In a freak chance of fate, with the help of friends and financial aid dollars that were supposed to go toward paying off my rent, I got to attend game 4 of the Tigers-Yankees playoff. I really couldn’t believe it even as I walked up to the stadium. The giant Louisville Slugger bats signified the entranceway, and a stone cat protected the gate from above. I was there. At Comerica Park, a place nearly every person in Southeastern Michigan has memories of regardless of whether they like baseball or not.

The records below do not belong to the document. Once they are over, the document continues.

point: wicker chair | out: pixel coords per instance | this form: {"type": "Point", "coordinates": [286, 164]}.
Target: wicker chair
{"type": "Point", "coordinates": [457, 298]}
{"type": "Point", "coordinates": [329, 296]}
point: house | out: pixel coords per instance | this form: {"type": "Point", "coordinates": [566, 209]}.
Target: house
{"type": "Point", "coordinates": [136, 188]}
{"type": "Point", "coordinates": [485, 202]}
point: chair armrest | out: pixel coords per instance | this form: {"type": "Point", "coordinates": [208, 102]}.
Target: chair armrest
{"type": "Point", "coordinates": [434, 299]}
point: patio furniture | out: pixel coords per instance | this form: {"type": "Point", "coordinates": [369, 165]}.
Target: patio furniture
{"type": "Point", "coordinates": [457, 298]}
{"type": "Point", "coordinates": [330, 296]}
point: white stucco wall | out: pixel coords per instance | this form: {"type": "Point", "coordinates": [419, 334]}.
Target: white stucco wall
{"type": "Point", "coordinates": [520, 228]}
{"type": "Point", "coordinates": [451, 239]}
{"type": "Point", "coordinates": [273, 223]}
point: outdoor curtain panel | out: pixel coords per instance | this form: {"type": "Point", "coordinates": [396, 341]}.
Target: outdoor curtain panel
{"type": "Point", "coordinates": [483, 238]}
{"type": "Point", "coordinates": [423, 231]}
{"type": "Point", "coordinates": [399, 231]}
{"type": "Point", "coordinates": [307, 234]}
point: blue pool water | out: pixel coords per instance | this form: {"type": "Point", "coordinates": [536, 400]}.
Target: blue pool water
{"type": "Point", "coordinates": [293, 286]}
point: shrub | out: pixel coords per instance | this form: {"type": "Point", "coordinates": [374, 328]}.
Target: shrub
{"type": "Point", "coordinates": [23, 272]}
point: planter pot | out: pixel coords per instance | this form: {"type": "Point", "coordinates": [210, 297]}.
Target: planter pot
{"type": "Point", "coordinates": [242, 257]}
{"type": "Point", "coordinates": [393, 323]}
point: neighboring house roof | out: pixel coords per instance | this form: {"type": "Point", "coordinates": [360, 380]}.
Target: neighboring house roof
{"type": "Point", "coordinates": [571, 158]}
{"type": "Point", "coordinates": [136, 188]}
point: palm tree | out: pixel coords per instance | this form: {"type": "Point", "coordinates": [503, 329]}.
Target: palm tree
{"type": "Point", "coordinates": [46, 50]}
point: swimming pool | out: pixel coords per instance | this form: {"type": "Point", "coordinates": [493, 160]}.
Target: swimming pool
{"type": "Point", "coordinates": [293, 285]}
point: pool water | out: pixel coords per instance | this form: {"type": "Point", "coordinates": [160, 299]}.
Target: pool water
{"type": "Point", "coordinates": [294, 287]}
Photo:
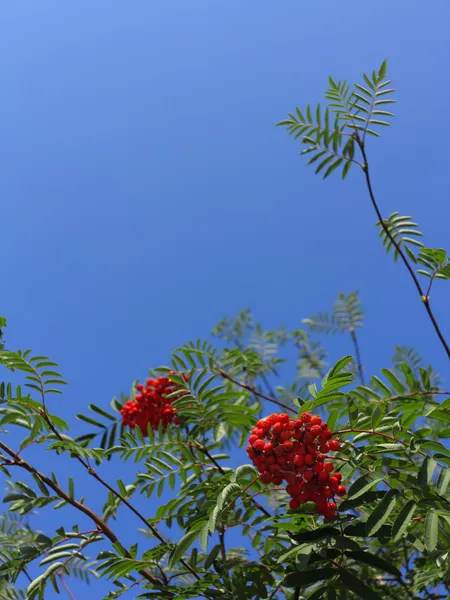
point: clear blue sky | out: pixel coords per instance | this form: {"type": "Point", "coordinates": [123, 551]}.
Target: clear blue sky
{"type": "Point", "coordinates": [145, 191]}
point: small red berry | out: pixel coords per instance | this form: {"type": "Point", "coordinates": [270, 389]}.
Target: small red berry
{"type": "Point", "coordinates": [334, 445]}
{"type": "Point", "coordinates": [258, 445]}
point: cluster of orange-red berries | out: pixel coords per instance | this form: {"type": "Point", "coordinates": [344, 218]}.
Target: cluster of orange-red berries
{"type": "Point", "coordinates": [294, 450]}
{"type": "Point", "coordinates": [151, 406]}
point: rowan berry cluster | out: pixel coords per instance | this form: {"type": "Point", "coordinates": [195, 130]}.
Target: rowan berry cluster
{"type": "Point", "coordinates": [151, 406]}
{"type": "Point", "coordinates": [295, 451]}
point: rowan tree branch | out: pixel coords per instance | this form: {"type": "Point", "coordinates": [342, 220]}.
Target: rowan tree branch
{"type": "Point", "coordinates": [425, 299]}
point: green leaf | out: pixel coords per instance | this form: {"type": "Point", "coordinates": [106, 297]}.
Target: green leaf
{"type": "Point", "coordinates": [431, 530]}
{"type": "Point", "coordinates": [305, 578]}
{"type": "Point", "coordinates": [186, 541]}
{"type": "Point", "coordinates": [204, 534]}
{"type": "Point", "coordinates": [374, 561]}
{"type": "Point", "coordinates": [382, 511]}
{"type": "Point", "coordinates": [426, 471]}
{"type": "Point", "coordinates": [403, 520]}
{"type": "Point", "coordinates": [356, 586]}
{"type": "Point", "coordinates": [363, 484]}
{"type": "Point", "coordinates": [443, 481]}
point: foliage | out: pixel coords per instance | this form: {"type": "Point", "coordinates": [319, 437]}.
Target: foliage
{"type": "Point", "coordinates": [392, 532]}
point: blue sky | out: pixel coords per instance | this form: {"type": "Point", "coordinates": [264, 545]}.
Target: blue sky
{"type": "Point", "coordinates": [146, 191]}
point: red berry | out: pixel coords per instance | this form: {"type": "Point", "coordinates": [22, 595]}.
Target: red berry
{"type": "Point", "coordinates": [299, 460]}
{"type": "Point", "coordinates": [310, 459]}
{"type": "Point", "coordinates": [266, 477]}
{"type": "Point", "coordinates": [277, 428]}
{"type": "Point", "coordinates": [308, 476]}
{"type": "Point", "coordinates": [268, 448]}
{"type": "Point", "coordinates": [294, 503]}
{"type": "Point", "coordinates": [258, 445]}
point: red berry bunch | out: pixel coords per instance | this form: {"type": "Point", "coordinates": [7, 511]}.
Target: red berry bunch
{"type": "Point", "coordinates": [151, 405]}
{"type": "Point", "coordinates": [295, 451]}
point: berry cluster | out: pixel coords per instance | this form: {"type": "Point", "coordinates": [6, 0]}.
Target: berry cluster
{"type": "Point", "coordinates": [295, 451]}
{"type": "Point", "coordinates": [151, 405]}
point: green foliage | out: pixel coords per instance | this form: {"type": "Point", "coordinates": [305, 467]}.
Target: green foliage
{"type": "Point", "coordinates": [403, 232]}
{"type": "Point", "coordinates": [189, 495]}
{"type": "Point", "coordinates": [332, 134]}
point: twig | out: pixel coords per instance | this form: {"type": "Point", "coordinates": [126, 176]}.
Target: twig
{"type": "Point", "coordinates": [358, 355]}
{"type": "Point", "coordinates": [20, 462]}
{"type": "Point", "coordinates": [66, 587]}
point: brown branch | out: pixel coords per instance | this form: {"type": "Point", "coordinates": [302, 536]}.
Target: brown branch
{"type": "Point", "coordinates": [358, 355]}
{"type": "Point", "coordinates": [102, 526]}
{"type": "Point", "coordinates": [214, 461]}
{"type": "Point", "coordinates": [66, 587]}
{"type": "Point", "coordinates": [251, 389]}
{"type": "Point", "coordinates": [117, 494]}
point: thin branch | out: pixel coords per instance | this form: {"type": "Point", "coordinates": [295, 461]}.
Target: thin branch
{"type": "Point", "coordinates": [103, 527]}
{"type": "Point", "coordinates": [425, 299]}
{"type": "Point", "coordinates": [358, 355]}
{"type": "Point", "coordinates": [117, 494]}
{"type": "Point", "coordinates": [66, 587]}
{"type": "Point", "coordinates": [251, 389]}
{"type": "Point", "coordinates": [259, 506]}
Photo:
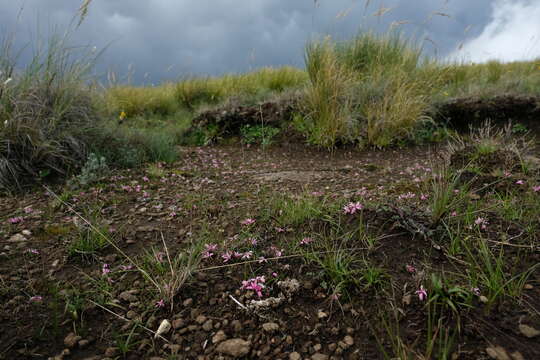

But this was no ordinary game, and no ordinary opponent. This was the American League Division Series, and this opponent was none other than the New York Yankees, also known as The Bronx Bombers and The Evil Empire. The single-most winning team in all of baseball with 27 world championships compared to the Tigers’ measly four. What chance did we stand? This is the team of Babe Ruth, Joe DiMaggio, Micky Mantle, Alexander Rodriguez, Derek Jeter, and now, sadly, Curtis Granderson. However, this is no ordinary city with no ordinary sports fans. This is Detroit, and what the Tigers mean to us is more powerful than any words I can write down.

Anyone who is familiar with the entertainment industry should know the reputation of Detroit: We are known as one of the absolute best concert towns with some of the craziest sports fans out there. Who else throws octopi onto the ice at hockey games? Who else’s football team has never won the Super Bowl for as long as there has been a Super Bowl, yet sells out almost every game? Nobody. One of my friends at the Tigers game asked me why this was, and I didn’t even need to think twice. I turned to him and said, “When you’ve got nothing, you’ve got nothing to lose.” And most residents in Michigan don’t have much to lose anymore. The graduation rate for Detroit Public Schools hovers around 60 percent. The unemployment rate for the state stands stagnant at 11 percent and was as high as 15 percent in July 2009. Almost every single family I knew growing up in Westland, Mich. (about 20 minutes outside of Detroit) worked for the Big Three automakers. We all know what happened to them, don’t we?

The University and the state of Michigan are two drastically different things. If you don’t know this yet, it’s about time you stepped outside the bubble of Ann Arbor and had a beer or two with a midnight shift line worker or a McDonald’s shift manager. I looked around at the stadium and felt one powerful thought echo in my head — these are my people. I heard the conversations around me bring me back to a time when I wasn’t attending an elite university — a time when I myself was working at a fast food restaurant and trying to keep my tank of gas off empty.

I listened to the conversation around me: “Man, I had to cut out of work two hours early to be here, but I wouldn’t miss it for the world!” “I hear you brother. The transmission on my Jeep gave out on the way here. It’s stranded on 96 as we speak — took a $60 cab ride to see the game!” A man sitting next to me was wearing an Ernie Harwell “EH” patch sewn into his ratty cap stamped with the old English letter ‘D’ and I commented on how great Ernie was for the team. He replied, “This was my dad’s hat. We used to have season tickets back at old Tigers Stadium. Get this bro, he died the same day they closed the doors. Last thing I heard him say was, ‘What a shame.’” Yes, I was at home.

The bottom line is yes, we lost the game, but this isn’t the first time Detroit was on the losing end of things. That game was about more than baseball. It was about loyalty. About the small taking on the large. About hope. In the bottom of the ninth and down nine runs, as all hope seemed lost, the man next to me stared ahead — his friends already gone — and spoke to himself barely loud enough for me to hear the words that personify the spirit of Detroit, “We will stay to the bitter end.” Truer words have never been spoken.

Alexander Hepperle is an LSA sophomore.